Le père Ismael Matambura, S.J., Directeur d’AJAN et hôte de l’Assemblée, a pour sa part expliqué l’importance, les objectifs de cette Assemblée et la nécessité pour elle de revoir le travail qu’AJAN a déjà accompli afin de mieux planifier l’avenir. Ceci, en écoutant les signes du temps aujourd’hui, en puisant dans les Préférences Apostoliques Universelles (PAU) de la Compagnie de Jésus, les défis liés au COVID-19, les objectifs de développement durable des Nations Unies et les priorités mondiales en matière de santé publique. Il a remercié tous les participants à cette Assemblée d’avoir pris le temps d’y participer avec le risque que le voyage implique aujourd’hui.

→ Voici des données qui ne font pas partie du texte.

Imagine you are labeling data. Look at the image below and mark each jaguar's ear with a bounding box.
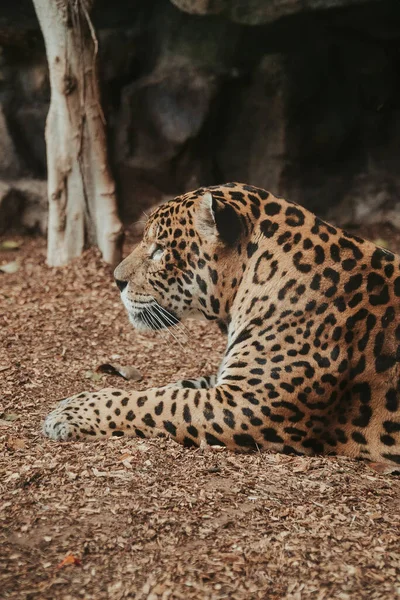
[197,192,242,246]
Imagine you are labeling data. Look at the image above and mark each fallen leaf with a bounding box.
[0,260,19,274]
[0,240,22,250]
[57,554,82,569]
[365,462,400,475]
[6,437,25,450]
[96,363,142,381]
[0,413,19,421]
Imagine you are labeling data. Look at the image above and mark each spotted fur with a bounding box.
[44,183,400,464]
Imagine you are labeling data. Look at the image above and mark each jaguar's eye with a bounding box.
[150,244,164,261]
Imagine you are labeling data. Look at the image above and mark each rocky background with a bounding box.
[0,0,400,233]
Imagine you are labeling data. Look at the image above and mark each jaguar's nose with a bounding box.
[115,279,128,292]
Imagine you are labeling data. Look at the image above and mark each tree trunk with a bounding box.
[33,0,122,266]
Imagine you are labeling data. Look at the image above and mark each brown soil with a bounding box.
[0,228,400,600]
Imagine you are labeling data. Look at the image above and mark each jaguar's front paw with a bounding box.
[43,392,98,441]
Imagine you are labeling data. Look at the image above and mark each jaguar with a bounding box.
[43,183,400,464]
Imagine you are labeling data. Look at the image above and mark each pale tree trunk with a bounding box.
[33,0,122,266]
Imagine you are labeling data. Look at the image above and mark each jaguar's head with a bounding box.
[114,189,244,329]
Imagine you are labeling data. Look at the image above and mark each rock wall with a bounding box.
[0,0,400,231]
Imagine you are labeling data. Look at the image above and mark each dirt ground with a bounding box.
[0,228,400,600]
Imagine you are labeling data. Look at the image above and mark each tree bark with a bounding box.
[33,0,123,266]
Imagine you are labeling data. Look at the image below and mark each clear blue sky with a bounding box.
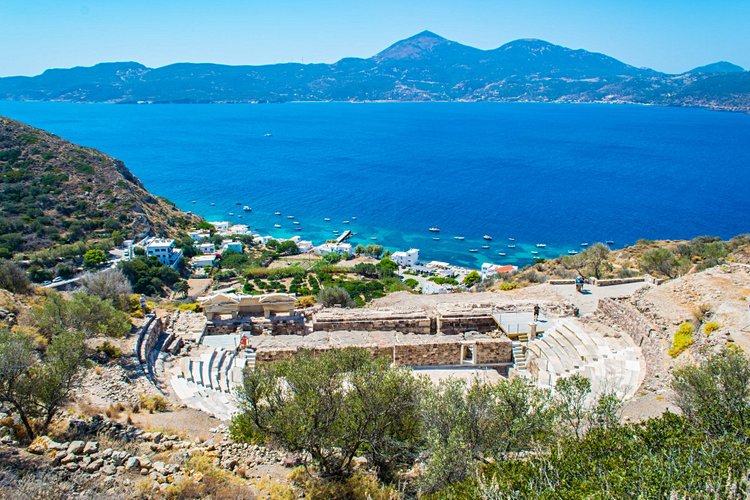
[0,0,750,76]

Il a donné un aperçu du travail et des progrès du Réseau AJAN depuis sa formation en 2002. De plus, il a présenté aux participants la progression d’AJAN au fil de temps examinant les réalisations et les défis majeurs.

Mme Pascalia Sergon, responsable du renforcement des capacités d’AJAN, a quant à elle présenté une vidéo retraçant les faits saillants de cette progression.

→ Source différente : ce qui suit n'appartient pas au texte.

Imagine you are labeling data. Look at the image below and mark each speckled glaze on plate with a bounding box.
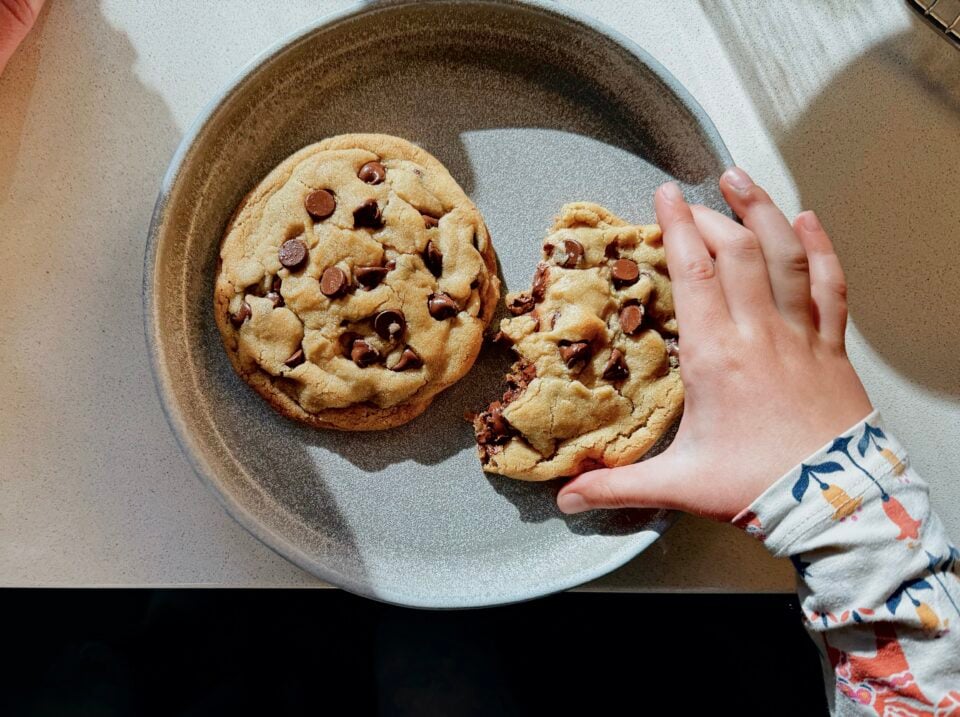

Les deux premiers jours ont ainsi été consacrés à la formation des Directeurs et des Coordinateurs de projets d’AJAN pour améliorer leur leadership de mise en œuvre des projets. Au cours de cette formation, des consultants de diverses spécialités ont aidé les participants à s’imprégner des nouvelles façons de faire de l’heure.

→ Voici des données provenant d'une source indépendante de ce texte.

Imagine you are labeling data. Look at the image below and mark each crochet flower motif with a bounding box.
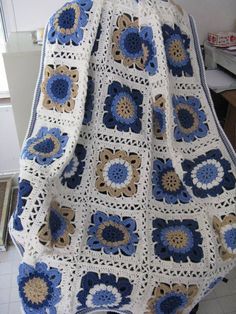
[17,263,61,314]
[96,149,141,197]
[112,14,158,75]
[21,127,68,165]
[38,201,75,248]
[83,76,94,125]
[87,211,139,256]
[13,179,33,231]
[182,149,235,198]
[162,24,193,76]
[152,218,203,263]
[41,65,79,112]
[61,144,86,189]
[213,214,236,261]
[152,94,166,139]
[152,159,191,204]
[173,96,208,142]
[48,0,93,46]
[145,283,198,314]
[103,81,143,133]
[77,272,133,310]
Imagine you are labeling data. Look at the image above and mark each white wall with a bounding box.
[3,0,236,41]
[12,0,65,31]
[176,0,236,42]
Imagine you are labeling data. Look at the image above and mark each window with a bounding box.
[0,0,9,98]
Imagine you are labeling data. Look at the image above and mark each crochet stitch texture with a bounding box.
[9,0,236,314]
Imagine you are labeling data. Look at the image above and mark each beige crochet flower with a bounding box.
[96,149,141,197]
[41,65,79,112]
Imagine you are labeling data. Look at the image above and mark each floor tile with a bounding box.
[217,295,236,314]
[10,287,20,302]
[0,274,12,288]
[11,273,17,288]
[197,299,224,314]
[214,278,236,298]
[0,262,12,275]
[0,303,8,314]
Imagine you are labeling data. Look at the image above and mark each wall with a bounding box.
[3,0,236,41]
[175,0,236,42]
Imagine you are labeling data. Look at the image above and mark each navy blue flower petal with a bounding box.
[77,272,133,311]
[182,149,235,198]
[21,127,68,165]
[172,96,208,142]
[87,211,139,256]
[48,0,93,46]
[17,263,61,314]
[112,14,158,75]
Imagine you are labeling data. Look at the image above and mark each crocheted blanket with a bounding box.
[10,0,236,314]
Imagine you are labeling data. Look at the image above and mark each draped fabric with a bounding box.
[9,0,236,314]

Ci-dessous: Mme Samantha Waki ​​- la formatrice principale s’entretient avec Fernando C. Saldivar SJ. -Global Policy, and Advocacy JENA, et le P. Jean-Baptiste Anyeh Zamcho Socius au Président de la JCAM et Supérieur de la Communauté Saint-Ignace – AFRICAMA, lors du dîner de clôture tenu à Roussel House – Karen

Tendances mondiales du VIH/SIDA et Autres problèmes de santé – Mme Lilian Okoth

 Mme Lilian Okoth, de Pathfinder International, spécialiste des programmes de lutte contre le VIH/ SIDA, a de son côté présenté les tendances mondiales du VIH/ SIDA et d’autres problèmes de santé. Elle a mis les participants au défi de la nécessité d’avoir un objectif commun et des problèmes liés à l’engagement des communautés afin que les efforts de plaidoyer puissent être transformés en politiques. Elle a également souligné l’importance de la prise de décision en collaboration. Au cours de cette session, Mme Okoth a épinglé des défis auxquels est confronté AJAN, entre autre la corruption et les politiques publiques qui limitent l’implication de l’Église dans le plaidoyer contre le VIH/SIDA. En outre, les questions qui contribuent à accroitre la vulnérabilité des jeunes à l’infection à VIH ainsi que la gestion et la prévention du VIH ont été étudiées. Les difficultés liées à la diminution de l’appui et de l’attention du monde aux questions de VIH/SIDA ainsi que la nécessité d’une plus grande autonomie de la part des groupes de défense tels que AJAN, ont également été abordées.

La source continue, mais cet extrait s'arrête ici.